Ao descortinar a arqueologia dos rios, sertões e memórias por onde andou nosso personagem, mergulhei num Brasil profundo – da aridez do Nordeste aos grandes rios da Amazônia, com seus igapós e igarapés. Pude recolher, assim, pequenos inventários, vestígios de um longínquo cotidiano, na intenção de apresentar ao leitor o menino e o homem, o discípulo e o Mestre, em suas simples, e às vezes complexas, relações com a natureza.
Em sua homenagem, e buscando oferecer ao leitor a possibilidade de conhecer esta outra virtude de Mestre Florêncio – seu versátil gosto musical –, os capítulos são iniciados por epígrafes com trechos de músicas de sua preferência. Dessa forma, o leitor poderá perceber a vasta amplitude do seu repertório – Shankar, Family and Friends, grupos andinos, Raul Seixas, passando por Elomar, bandas, cantoras e cantores vários, da mais pura raiz nordestina à música instrumental e o que mais reunisse qualidade lírica ou musical para passar na eclética peneira de Mestre Florêncio.
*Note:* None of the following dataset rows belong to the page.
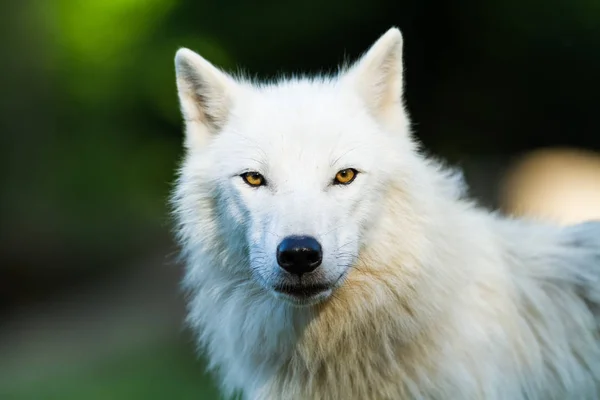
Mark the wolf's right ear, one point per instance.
(205, 95)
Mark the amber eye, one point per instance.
(253, 178)
(345, 176)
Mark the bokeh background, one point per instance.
(91, 135)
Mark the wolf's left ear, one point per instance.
(205, 96)
(378, 74)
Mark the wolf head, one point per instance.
(282, 182)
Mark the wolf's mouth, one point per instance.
(302, 290)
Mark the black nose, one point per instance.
(299, 254)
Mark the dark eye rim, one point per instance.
(336, 182)
(246, 174)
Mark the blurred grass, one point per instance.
(153, 373)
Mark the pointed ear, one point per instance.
(205, 96)
(378, 75)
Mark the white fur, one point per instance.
(434, 298)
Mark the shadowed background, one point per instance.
(91, 135)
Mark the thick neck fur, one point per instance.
(407, 323)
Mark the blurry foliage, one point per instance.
(91, 126)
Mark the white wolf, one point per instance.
(327, 258)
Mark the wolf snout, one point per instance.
(299, 254)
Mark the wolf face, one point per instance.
(296, 170)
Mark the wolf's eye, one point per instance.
(345, 176)
(253, 179)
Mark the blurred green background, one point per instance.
(91, 135)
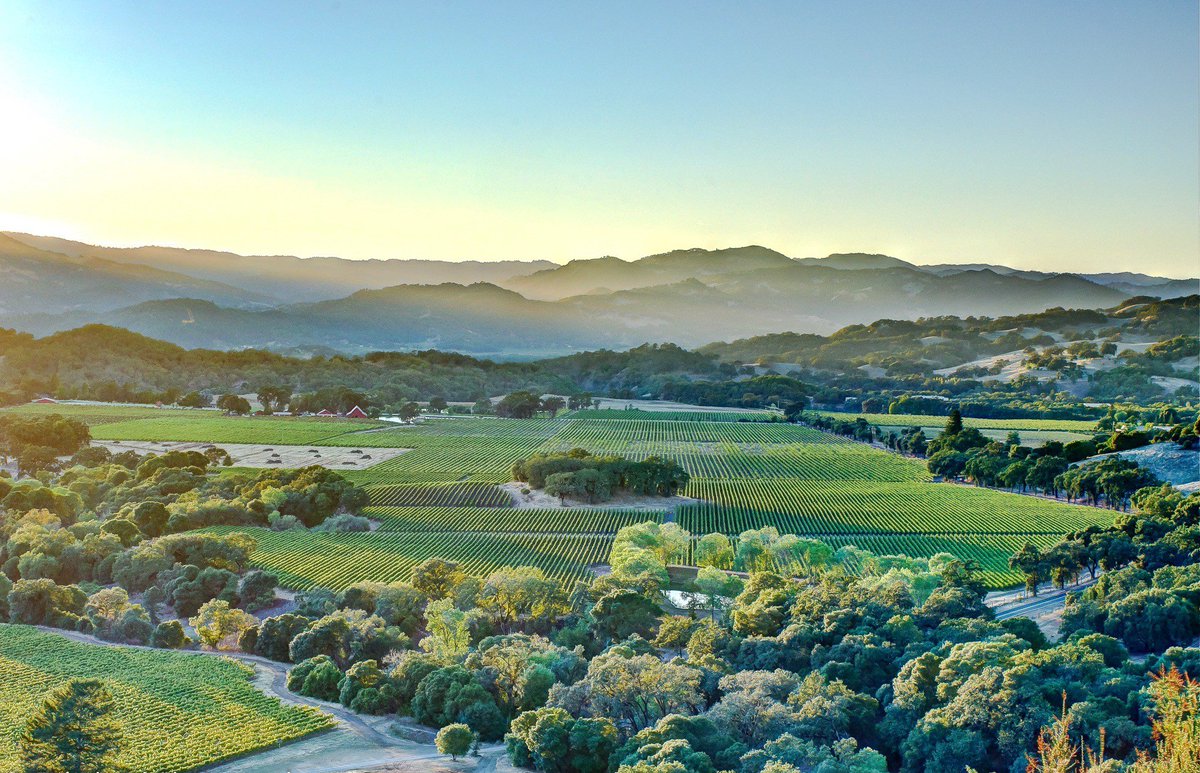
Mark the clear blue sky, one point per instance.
(1039, 135)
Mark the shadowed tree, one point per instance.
(73, 731)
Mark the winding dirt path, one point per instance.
(277, 684)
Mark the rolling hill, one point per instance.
(201, 298)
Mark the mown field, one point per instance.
(179, 712)
(441, 498)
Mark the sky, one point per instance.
(1054, 136)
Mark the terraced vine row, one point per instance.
(305, 559)
(568, 521)
(610, 414)
(178, 712)
(456, 495)
(603, 435)
(801, 507)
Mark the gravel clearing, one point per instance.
(267, 456)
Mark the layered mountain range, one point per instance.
(199, 298)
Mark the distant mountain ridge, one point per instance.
(213, 299)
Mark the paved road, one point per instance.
(1037, 606)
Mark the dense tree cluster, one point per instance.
(579, 474)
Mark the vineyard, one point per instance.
(455, 495)
(798, 507)
(178, 712)
(441, 497)
(551, 520)
(304, 559)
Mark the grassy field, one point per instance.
(136, 423)
(441, 498)
(1033, 438)
(179, 712)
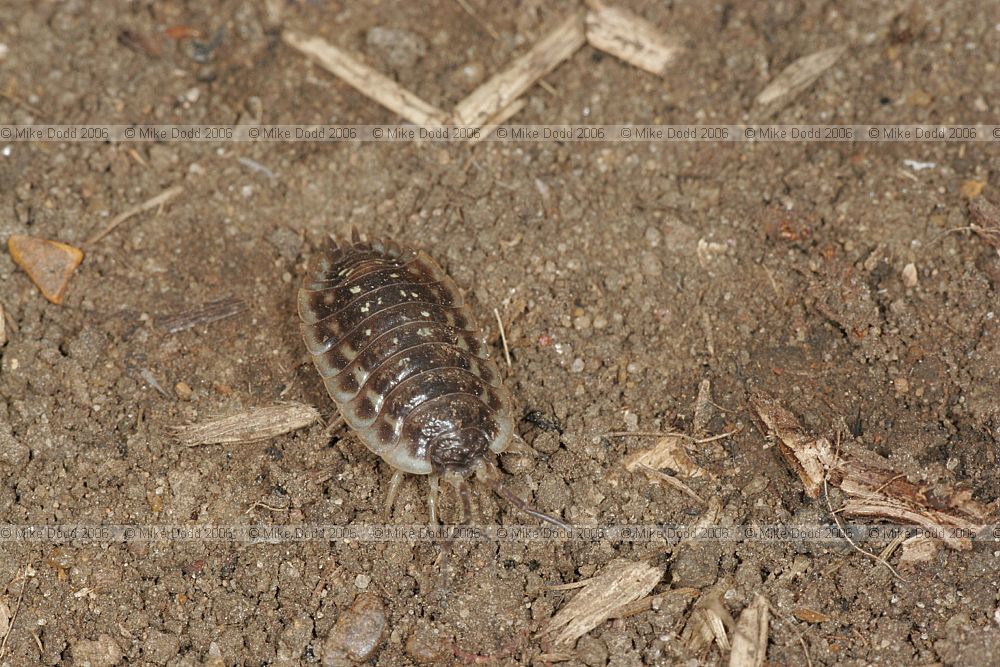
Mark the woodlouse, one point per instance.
(400, 355)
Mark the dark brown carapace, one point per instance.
(400, 355)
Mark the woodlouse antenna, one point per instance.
(489, 475)
(466, 496)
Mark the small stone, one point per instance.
(49, 264)
(100, 652)
(357, 633)
(160, 647)
(591, 651)
(425, 646)
(696, 565)
(214, 657)
(399, 48)
(651, 264)
(920, 98)
(653, 236)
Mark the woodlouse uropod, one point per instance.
(400, 355)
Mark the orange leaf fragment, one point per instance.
(49, 264)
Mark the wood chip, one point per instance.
(203, 314)
(49, 264)
(630, 38)
(151, 203)
(703, 408)
(249, 426)
(810, 616)
(798, 76)
(368, 81)
(873, 491)
(918, 549)
(808, 456)
(668, 452)
(750, 638)
(986, 221)
(490, 99)
(617, 586)
(707, 623)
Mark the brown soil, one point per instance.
(592, 246)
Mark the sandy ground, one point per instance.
(590, 253)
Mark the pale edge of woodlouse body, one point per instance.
(400, 355)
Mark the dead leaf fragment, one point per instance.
(618, 585)
(798, 76)
(972, 188)
(249, 426)
(49, 264)
(750, 638)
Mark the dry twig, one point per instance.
(619, 584)
(486, 102)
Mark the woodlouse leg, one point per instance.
(432, 499)
(390, 496)
(466, 496)
(488, 474)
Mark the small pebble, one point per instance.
(424, 646)
(651, 264)
(357, 633)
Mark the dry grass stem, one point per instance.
(366, 80)
(252, 425)
(154, 202)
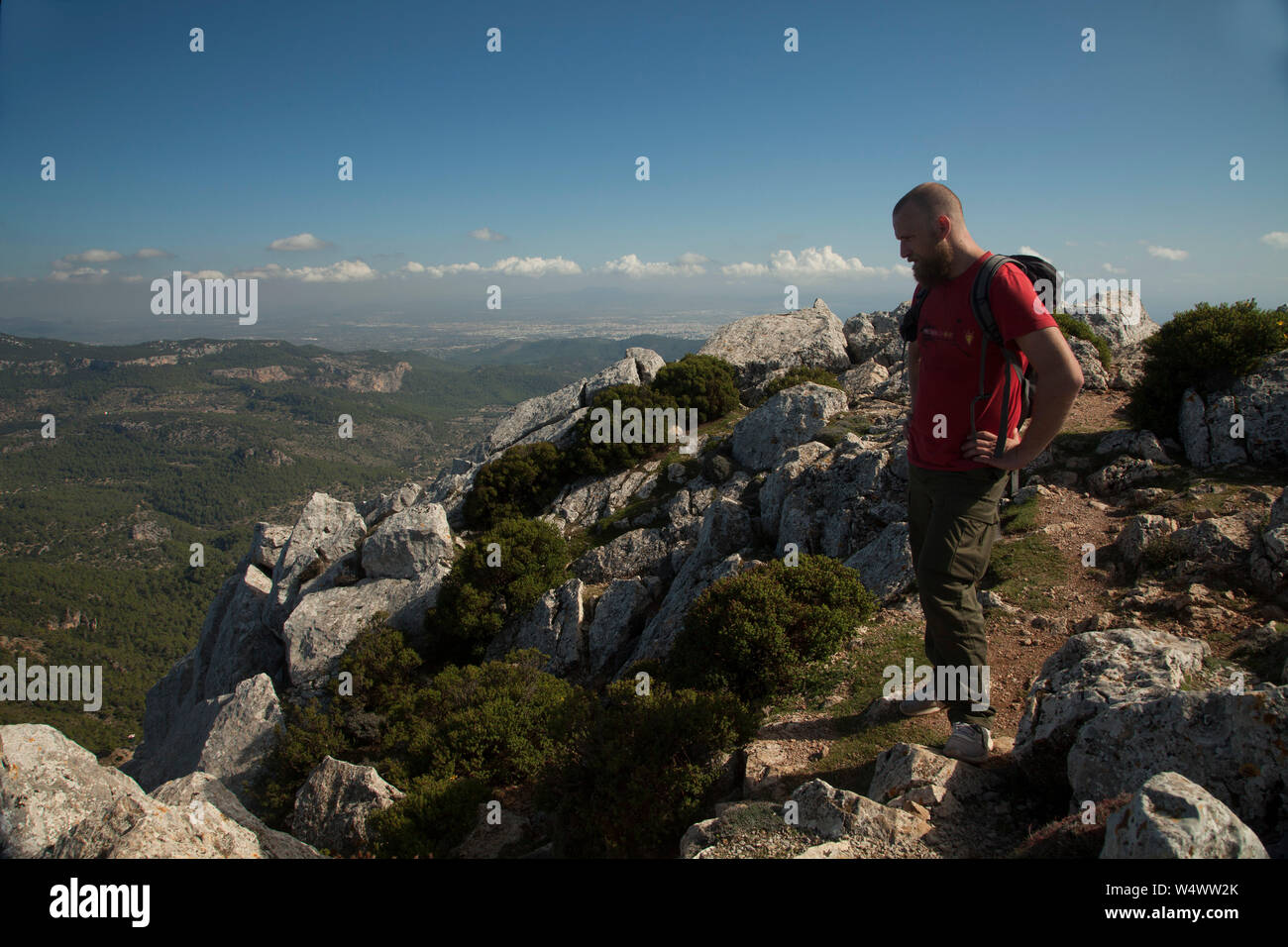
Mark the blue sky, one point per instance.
(518, 167)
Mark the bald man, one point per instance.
(954, 482)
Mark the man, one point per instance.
(954, 483)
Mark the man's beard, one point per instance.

Mas, como é natural, tendo sua artista predileta, Marinês, a Rainha do Xaxado, preferência que compartilhava com Mestre Gabriel.
Para que o leitor possa iniciar imediatamente sua jornada pelas sendas percorridas por Mestre Florêncio, resta-me apenas acrescentar que ele fez da alegria uma de suas mais firmes pegadas, e do amor a coisa mais linda de sua vida.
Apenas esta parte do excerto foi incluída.